Keir Giles
ARRSE Rating
5 Mushroom Heads
Russia and Russian State behaviour tends to puzzle observers in the West, be they policy makers, academics or the general populace. This book lucidly explains the reasons behind both this behaviour and the consequent befuddlement; as well as offering a way forward in dealing with Moscow. It is a concise, accessible, well written and structured exposé of what I like to call the “Muscovite Mindset”. Although ostensibly an academic publication, the style and prose easily lends itself to the average layman with an interest in the subject.

We are predisposed to assess people (and peoples) by our own standards. This is even more so, when such people resemble us and are our neighbours. The author explains why this is a fundamental error in judgement in relation to Russia. He shows us just how much Russian thought processes and viewpoints differ from ours; why they do so and what should be done to avoid mutual misunderstanding.

It has been recent accepted wisdom by many in the West that the Russians are just like us, but have been cruelly deviated by the excesses of a Communist dictatorship and that the fall of this regime was supposed to enable Russia to rejoin “the geopolitical mainstream”. This is not so, the Russian historical experience is substantially different from that of the rest of Europe and it has influenced the development of its view of the world to diverge considerably from what we regard as “normal”.

Russia has shown a steady continuity of internal and external political behaviour since the development of the early Muscovite State under the tutelage of the Mongol Horde, which then aggressively expanded into the Tsardom of all the Russias by devouring the other Russian principalities. The USSR continued and extended well-established Tsarist methods of internal control and external relations as does its current successor state. Nomenclature may change, but the mental processes underpinning the organisation of the state, the relationship of the ruled to the rulers and the view of the outside world from the Kremlin have essentially remained the same.

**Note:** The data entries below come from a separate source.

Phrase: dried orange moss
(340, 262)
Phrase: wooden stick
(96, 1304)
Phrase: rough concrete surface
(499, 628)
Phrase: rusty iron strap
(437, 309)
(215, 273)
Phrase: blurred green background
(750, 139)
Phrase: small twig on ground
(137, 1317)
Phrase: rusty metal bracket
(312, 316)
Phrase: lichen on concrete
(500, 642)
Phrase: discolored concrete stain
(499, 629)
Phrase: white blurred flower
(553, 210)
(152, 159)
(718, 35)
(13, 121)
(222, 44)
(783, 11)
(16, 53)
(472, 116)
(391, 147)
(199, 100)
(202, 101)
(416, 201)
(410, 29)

Despite any international laws, the “Muscovite Mindset” is still prevalent. A belief that there is a constant state of conflict between Russia and other nations. So because (as it believes) Russia is constantly under attack, it must defend itself and is thus entitled to use any method that it assesses it can gain by. This mindset also predisposes that it is a rational and naturally prevalent state of thought and that any entity which does not apply such policies will be consumed by those who do. It is a “dog eat dog” world and Moscow will do anything to come out as “top dog”.

This book is a great introduction to understanding the mentality of Russia and is highly recommended to all those who have any sort of dealings with Russia and the Russians.